The Institute of Empathy features the Utopia Conjuring Chamber, in which Empathics guide each other in lucid dream explorations. A life-sized simulacrum of the ritual takes up the final room of the exhibition, alongside a video of the dream in action. What do Empathics dream of? Imagine a drug-addled Cirque du Soleil in space... with face paint and the hottest bazaar fashions. It's enough to make you want to grow a second head as well.

Nowhere in the exhibition does Woolfalk pull back the curtain and reveal the fact that the Empathics are in fact performance artists and sculptures, not actual plant-human hybrids. As a viewer, the desire to have the question cleared up is overwhelming, although the creatures could not be more surreal. Woolfalk suspends disbelief to an incredible degree, showing both the range of the human imagination and the authority of a museum as an establishment of history and truth telling.
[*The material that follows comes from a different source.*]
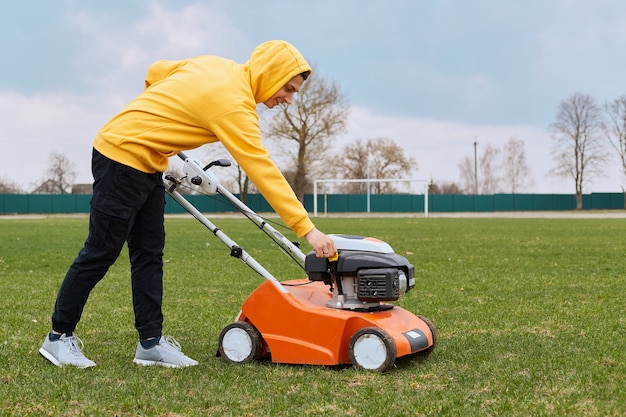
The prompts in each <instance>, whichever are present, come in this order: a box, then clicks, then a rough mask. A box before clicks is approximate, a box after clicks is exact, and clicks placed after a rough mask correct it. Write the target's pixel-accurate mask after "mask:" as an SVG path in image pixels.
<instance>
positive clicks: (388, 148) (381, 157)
mask: <svg viewBox="0 0 626 417" xmlns="http://www.w3.org/2000/svg"><path fill="white" fill-rule="evenodd" d="M331 159H332V160H334V161H340V163H337V164H333V165H330V166H327V173H329V174H330V175H332V176H334V177H336V178H344V179H402V178H407V179H409V178H411V172H412V171H416V170H417V163H416V162H415V159H414V158H413V157H407V156H406V155H405V153H404V150H403V149H402V148H401V147H400V146H399V145H397V144H396V142H395V141H394V140H392V139H389V138H378V139H368V140H367V141H365V142H363V141H362V140H360V139H357V140H356V141H355V142H354V143H352V144H347V145H345V146H344V147H343V148H342V149H341V151H339V153H338V154H337V155H336V156H334V157H332V158H331ZM340 188H341V191H343V192H347V193H354V194H358V193H365V192H366V191H367V184H366V183H347V184H345V185H343V186H342V187H340ZM370 191H371V192H373V193H375V194H384V193H387V194H389V193H395V192H398V188H397V186H396V185H394V183H393V182H383V181H381V182H374V183H372V184H371V187H370Z"/></svg>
Woolfalk's world draws off the museum's bones to create mythical hybrids that riff off the adjacent exhibitions. Georgia O'Keeffe's New Mexico paintings and the museum's permanent collection of Native American cultural relics look almost as if they could slip into the exhibition, especially if they grew a little fungus beforehand.

saya woolfalk

Woolfalk's show is the kaleidoscopic dream looming above a site devoted to art history, combining past, present, future and fantasy all at once. The Empathics turns the museum from a hall of silence and history to a playground of whispered myths and bungled truths that may or may not be real. We recommend bringing a child to serve as a pseudo-docent, they seemed to understand the multiform exhibition from the start.

Saya Woolfalk's "The Empathics" runs until January 6 at the Montclair Art Museum in New Jersey. Learn more about the Empathics on the Institute of Empathy website, a true gem.

Saya Woolfalk

CORRECTION: An earlier edition of this article referred to the exhibition as the Empathetics instead of the Empathics. We regret the error.